Original post by TBFL
'There's no such thing as society'
Does much more need to be said?


isnt that the quote that was taken out of context that left wingers abused?
Original post by Jordan-James
isnt that the quote that was taken out of context that left wingers abused?



That'll be the misquoted one.
Reply 34
Original post by marcusfox
Well, they were elected, and as a member, if you didn't vote for the 'right person' you were ostracised.

I believe it was Thatcher who brought in the secret ballot for the trades unions...


if the person was talking about the undemocratic EU they were spot on
Reply 35
Yes the Unions were too powerful, but now things have swung too far in the other direction.

Ironically due to the EU (a socialist organisation) employees don't have a leg to stand on anymore.
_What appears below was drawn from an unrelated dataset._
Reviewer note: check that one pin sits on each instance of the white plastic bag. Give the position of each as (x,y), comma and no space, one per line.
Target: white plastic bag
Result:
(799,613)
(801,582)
It's relatively easy to demand higher wages and better working conditions when you can restrict the supply of labour because employers have nobody else to turn to in the event of a strike, but when you have an open door immigration policy to 500 million Europeans (many of whom live in extreme poverty) workers can be replaced at a drop of a hat. This acts as a brake on pay increases.

But the modern 'vibrant' left have no time for something as mundane as the British working class anymore, they're too busy quaffing cappachinos and freting over the state of Africa.
Original post by sammynorton90
I've heard he's on 150k a year, dunno how true it is.

The cracked bit is that he's still living in a subsidised council house.
Original post by TBFL
'There's no such thing as society'
Does much more need to be said?


Yes. The entire paragraph which surrounded the words, really, if you want to avoid taking a quote (which was rephrased by the author of the article) out of context.

Spoiler



What the quote means in context is that there is no notional entity called 'society' which pays the benefits bill. Real people pay that bill, and anyone who takes benefits takes them not from society, but from real people. The analogous phrase of Thatcher's was 'There is no such thing as government money, there is only taxpayer's money.'
Original post by Jordan-James
Yep and Bob Crowes still too powerful today.


How is he too powerful? TfL is perfectly welcome to make all the train drivers redundant if they want.
Original post by chefdave

Ironically due to the EU (a socialist organisation)


It's a socialist organisation? That must be why free trade and privatisation of state industries is written into its very DNA :^_^:

It's relatively easy to demand higher wages and better working conditions when you can restrict the supply of labour because employers have nobody else to turn to in the event of a strike, but when you have an open door immigration policy to 500 million Europeans (many of whom live in extreme poverty) workers can be replaced at a drop of a hat. This acts as a brake on pay increases.


Except that only workers at the very bottom of the labour market can be replaced at the drop of a hat. Of course, you're always going to scapegoat immigrants, rather than admit complicity in the ongoing attack on unions.

Just like foxholes and atheists, everyone becomes pro-union when they receive a redundancy notice.